Tenía una nariz prominente. De esas narices
un tanto apáticas y curvadas hacia abajo. No del todo fea pero definitivamente
no agraciada. Por otro lado había sido objeto constante de su obsesión, y desde
muy temprana edad había decidido modificarla de algún modo, por supuesto, sin
éxito ninguno.
Bajo la nariz tenía la boca, que si bien no
se proyectaba hacia afuera como su nariz, tendía a una curvatura del todo
excesiva en la comisura izquierda que parecía indicar una burla constante. Quizá
por ello las entradas en sociedad se convertían pronto en escándalos de actitudes
hacia su persona pasados los prudentes minutos de análisis facial del resto de
invitados.
Por suerte contaba con una mitad de la cara
buena, podríamos decir. Se trataba de la mitad superior, si contamos ese
horrible tabique nasal como punto central de la cara. A ambos ojos de este muro
de cartílago, y separándolos sin ninguna gracia, se encontraban los ojos ámbar
más cautivadores de cuantos había en el mundo de bien que frecuentaba. La profundidad
que despachaban era comparada a menudo con la prominencia de su nariz, llegando
incluso a sus oídos el cotilleo que bailaba por los salones acerca de la
apuesta. ¿Cuánta distancia hay entre la cumbre de su nariz hasta el punto más
profundo del pozo de sus ojos?
Sin duda esto confería un aspecto señorial
desdeñado por la envidia ajena, o al menos eso le gustaba creer.

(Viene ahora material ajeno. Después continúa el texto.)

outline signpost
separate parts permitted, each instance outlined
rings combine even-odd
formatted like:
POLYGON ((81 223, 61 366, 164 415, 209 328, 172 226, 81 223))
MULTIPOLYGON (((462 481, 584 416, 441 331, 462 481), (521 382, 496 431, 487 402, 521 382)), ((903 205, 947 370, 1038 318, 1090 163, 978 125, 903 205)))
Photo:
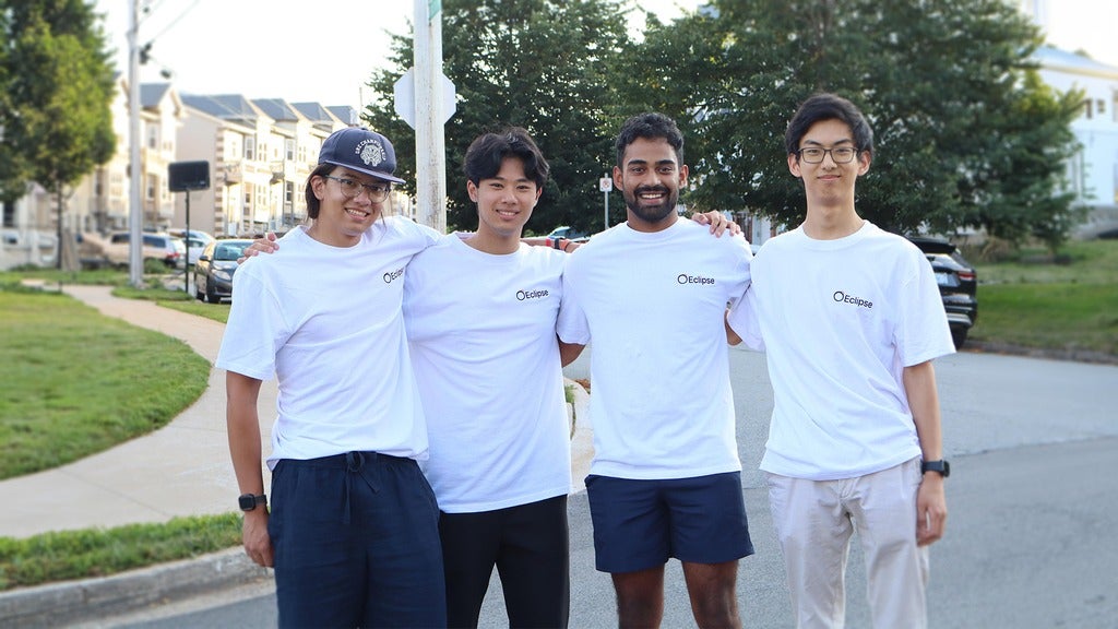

Sobre la mitad buena de su cara, y con
bastante abundancia, nacía el cabello fino que descansaba bien sobre una coleta
o directamente sobre los hombros. Ora uno y luego el otro, en una vorágine de
cambios que escandalizaban a todos con quien se encontraba.
Pero la mayor confusión y alboroto lo causaba
el desconcierto de su sexo, ya que nunca le fue revelado a nadie, y sus padres,
en el voto de silencio solicitado por su descendiente, conservaron su mutismo.